Tuba Ünsal moderatörlüğünde gerçekleşen “Tarımda Fütürizm” oturumunda iklim krizi sonrası insanlığı nasıl bir dünya beklediğinden bahsedilirken; dikey tarımın kullanım şekilleri ve öneminin altı çizildi.

 

Aralıksız yeni iş fikirleri ortaya atan ve hem yaratıcı hem de inovatif bir oluşum için bu fikirleri hayata geçirmeye çalışan bir girişimci, aynı zamanda tarladan tabağa bir yiyecek tutkunu alan Jean-Patrick Scheepers; “İklim krizi tüm markaların iletişimlerinde dikkat çekmeye başladıkları bir konu. Doğal kaynakların tükenmesi ile birlikte bireysel olarak temiz hava, su ve gıdaya ulaşmak 10 - 20 yıl sonra daha da zor hâle gelecek.
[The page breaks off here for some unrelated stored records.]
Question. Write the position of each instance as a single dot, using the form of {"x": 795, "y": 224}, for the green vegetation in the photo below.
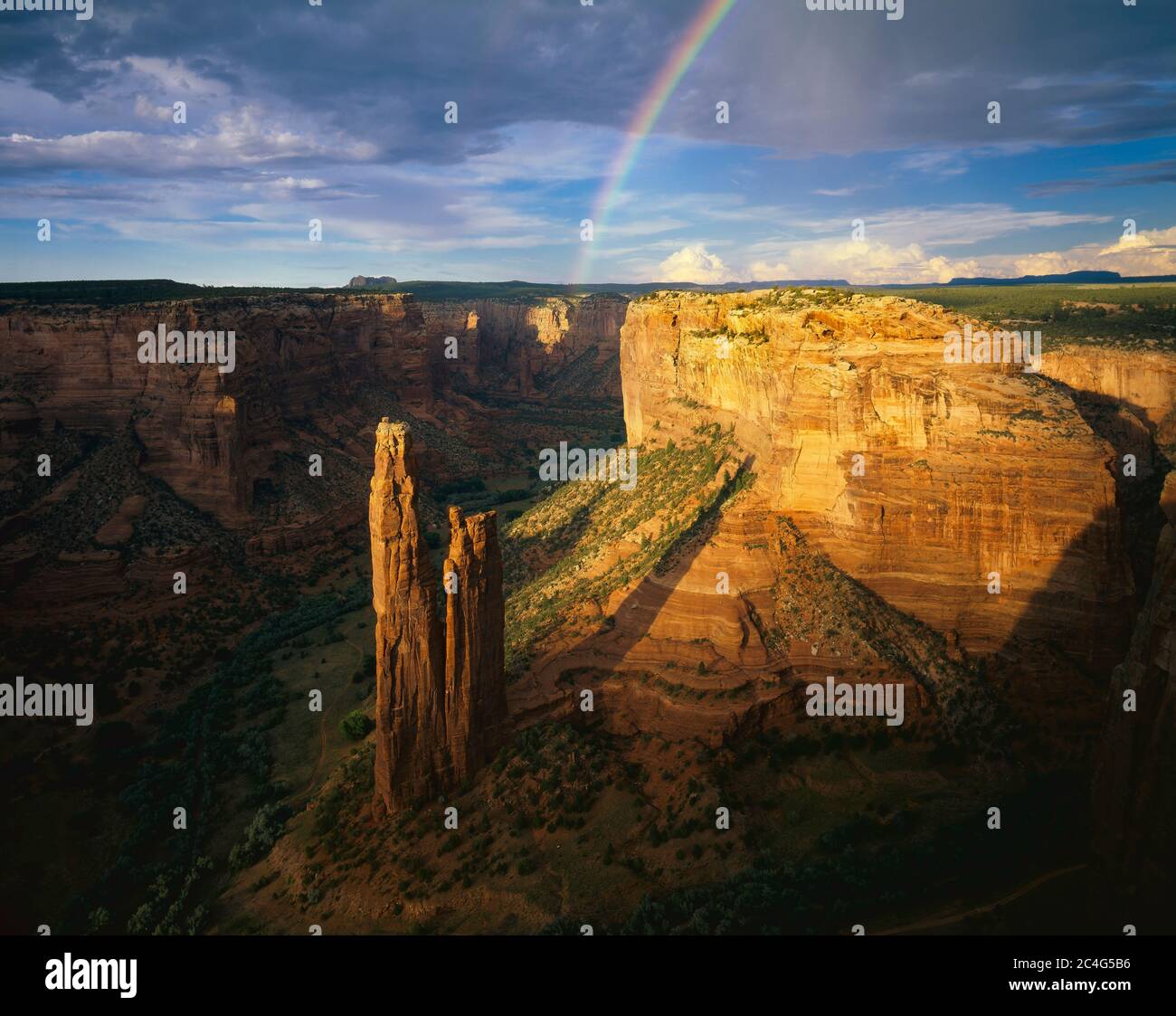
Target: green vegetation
{"x": 356, "y": 725}
{"x": 583, "y": 520}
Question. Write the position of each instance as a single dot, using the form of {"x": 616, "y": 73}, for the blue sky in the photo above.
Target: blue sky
{"x": 337, "y": 113}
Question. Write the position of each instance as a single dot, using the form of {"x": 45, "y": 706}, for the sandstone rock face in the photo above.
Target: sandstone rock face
{"x": 474, "y": 666}
{"x": 215, "y": 436}
{"x": 440, "y": 693}
{"x": 1133, "y": 802}
{"x": 1144, "y": 381}
{"x": 917, "y": 477}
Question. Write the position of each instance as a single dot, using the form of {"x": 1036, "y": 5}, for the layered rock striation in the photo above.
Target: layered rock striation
{"x": 1133, "y": 809}
{"x": 216, "y": 436}
{"x": 440, "y": 688}
{"x": 925, "y": 480}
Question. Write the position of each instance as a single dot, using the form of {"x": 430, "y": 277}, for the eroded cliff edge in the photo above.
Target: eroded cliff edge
{"x": 917, "y": 477}
{"x": 440, "y": 689}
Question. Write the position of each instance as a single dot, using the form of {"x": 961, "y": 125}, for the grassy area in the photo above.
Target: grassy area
{"x": 553, "y": 550}
{"x": 1120, "y": 315}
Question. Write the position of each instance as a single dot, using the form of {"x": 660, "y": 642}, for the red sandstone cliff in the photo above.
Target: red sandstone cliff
{"x": 213, "y": 436}
{"x": 964, "y": 470}
{"x": 440, "y": 694}
{"x": 1133, "y": 805}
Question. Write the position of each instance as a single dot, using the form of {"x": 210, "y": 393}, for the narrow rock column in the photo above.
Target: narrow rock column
{"x": 475, "y": 693}
{"x": 440, "y": 693}
{"x": 410, "y": 717}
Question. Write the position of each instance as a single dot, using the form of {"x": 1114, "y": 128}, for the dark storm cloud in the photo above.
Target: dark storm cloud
{"x": 799, "y": 81}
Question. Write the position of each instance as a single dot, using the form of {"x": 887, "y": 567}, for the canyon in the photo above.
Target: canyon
{"x": 819, "y": 497}
{"x": 440, "y": 697}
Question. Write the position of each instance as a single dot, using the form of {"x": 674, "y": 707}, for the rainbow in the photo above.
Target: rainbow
{"x": 704, "y": 26}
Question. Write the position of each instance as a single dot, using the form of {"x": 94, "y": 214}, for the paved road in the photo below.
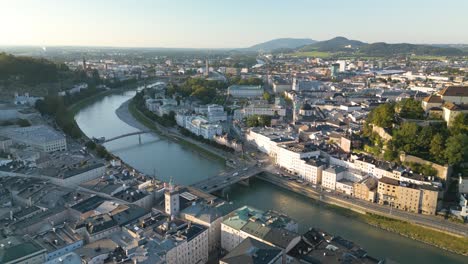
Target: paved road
{"x": 364, "y": 206}
{"x": 227, "y": 178}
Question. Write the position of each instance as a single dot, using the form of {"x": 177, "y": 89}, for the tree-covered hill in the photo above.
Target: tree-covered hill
{"x": 28, "y": 70}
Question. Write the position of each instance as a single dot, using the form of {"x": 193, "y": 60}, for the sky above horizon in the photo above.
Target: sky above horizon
{"x": 227, "y": 23}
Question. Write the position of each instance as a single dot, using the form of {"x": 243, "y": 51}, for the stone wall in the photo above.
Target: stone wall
{"x": 443, "y": 172}
{"x": 381, "y": 132}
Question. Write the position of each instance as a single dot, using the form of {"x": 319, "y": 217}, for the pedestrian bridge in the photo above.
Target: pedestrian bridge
{"x": 103, "y": 140}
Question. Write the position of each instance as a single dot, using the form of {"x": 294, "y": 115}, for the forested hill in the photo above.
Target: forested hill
{"x": 28, "y": 70}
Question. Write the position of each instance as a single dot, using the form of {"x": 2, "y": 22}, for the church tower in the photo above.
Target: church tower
{"x": 171, "y": 199}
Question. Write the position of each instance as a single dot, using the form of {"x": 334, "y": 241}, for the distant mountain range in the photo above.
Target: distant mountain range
{"x": 281, "y": 43}
{"x": 356, "y": 47}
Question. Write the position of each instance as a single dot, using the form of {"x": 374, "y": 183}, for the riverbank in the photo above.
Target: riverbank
{"x": 130, "y": 115}
{"x": 439, "y": 239}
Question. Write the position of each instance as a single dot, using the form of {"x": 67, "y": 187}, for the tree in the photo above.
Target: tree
{"x": 459, "y": 124}
{"x": 456, "y": 150}
{"x": 410, "y": 108}
{"x": 405, "y": 138}
{"x": 252, "y": 121}
{"x": 437, "y": 148}
{"x": 90, "y": 145}
{"x": 383, "y": 115}
{"x": 23, "y": 123}
{"x": 390, "y": 154}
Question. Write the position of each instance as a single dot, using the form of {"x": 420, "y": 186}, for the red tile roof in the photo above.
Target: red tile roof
{"x": 455, "y": 91}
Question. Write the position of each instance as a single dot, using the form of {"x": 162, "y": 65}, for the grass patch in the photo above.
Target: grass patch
{"x": 439, "y": 239}
{"x": 436, "y": 238}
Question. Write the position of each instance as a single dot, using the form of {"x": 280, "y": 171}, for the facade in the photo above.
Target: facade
{"x": 281, "y": 86}
{"x": 171, "y": 198}
{"x": 58, "y": 242}
{"x": 251, "y": 250}
{"x": 387, "y": 191}
{"x": 289, "y": 156}
{"x": 245, "y": 91}
{"x": 75, "y": 176}
{"x": 267, "y": 140}
{"x": 366, "y": 189}
{"x": 408, "y": 199}
{"x": 331, "y": 175}
{"x": 263, "y": 226}
{"x": 200, "y": 126}
{"x": 190, "y": 246}
{"x": 345, "y": 186}
{"x": 216, "y": 113}
{"x": 210, "y": 218}
{"x": 268, "y": 110}
{"x": 429, "y": 200}
{"x": 310, "y": 170}
{"x": 40, "y": 137}
{"x": 455, "y": 94}
{"x": 462, "y": 185}
{"x": 21, "y": 251}
{"x": 408, "y": 196}
{"x": 451, "y": 110}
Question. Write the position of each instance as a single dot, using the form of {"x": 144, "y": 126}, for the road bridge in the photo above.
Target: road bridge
{"x": 103, "y": 140}
{"x": 227, "y": 179}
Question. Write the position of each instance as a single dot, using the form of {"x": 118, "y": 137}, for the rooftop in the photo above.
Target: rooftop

Tüm bunları en aza indirgemek için de “Futuristik Tarım”dan faydalanmak, dikey tarım gibi yeni sistemleri uygulamak geleceğimizi kurtarmak için bir adım atmak anlamına geliyor.” sözleriyle iklim krizi için bireysel ve kolektif olarak mücadele edebileceğimizi vurguladı.

 

“ELEŞTİRDİĞİMİZ HER ŞEYİN SEBEBİ BİZKEN, ÇÖZÜM DE BİZİZ”

 

“Dünyayı Sadelik Kurtaracak” başlıklı oturumunun konuşmacıları arasında yer alan Belçim Bilgin, sözcülüğünü üstlendiği “Dünya Kadar Sade” projesiyle ilgili; “Bu proje benim kendi kişisel sadeleşme ihtiyacımla da kesişti. Süreci samimiyetle paylaştık. Asıl olanı ıskaladığımı, kendimle olan ilişkimi ıskaladığımı fark ettim. Bakışım farklılaştı. Mutluluk ve tüketim denklemini gözümde netleştirdim. Daha rafine bir pencereden sorgulamamı sağladı. Ulaşımdan alışverişe her adımda daha akıllı hareket etmemi sağladı. “Dünya Kadar Sade” bunu amaçlıyor. Şu an dünyada olup biten ve eleştirdiğimiz her şeyin sebebi bizken, çözüm de biziz. Çözüm daha berrak bir bakış. Akıllı alışveriş konusunu açanın bir marka olması da bir hayli ilgi çekici. Marka adına büyük bir cesaret. Dünyayı daha iyi bir yer yapacağına inandığım bir yaklaşım.” ifadelerini kullandı.

 

“CİNSİYET AYRIMCILIĞI İLE İLGİLİ HER ŞEY ARTIK DEMODE OLMALI”

 

Brand Week Istanbul’un dördüncü gün kapanışı “21. Yüzyılda Farklı Olmak” başlıklı oturumla gerçekleşti. Oturumun konuşmacıları arasında yer alan Cem Yılmaz; “Cinsiyet ayrımcılığı ile ilgili her şey artık demode olmalı. Bizi bugün bir araya getiren fark yarattığımız düşüncesi. Umarım erkek dominantlığının son çırpınışlarındayızdır. İlham veren markalarla çalışmak beni çok mutlu ediyor. Benim kadar kadına önem veren markalarla bir araya gelmek bana da keyif veriyor. Her ne olursa olsun işimize yatırım yapmalıyız. İnsanların her zaman güldüğünü görebileceğim zamansız işler yapmak benim için en önemli şeylerden biri olmuştur” ifadelerini kullandı.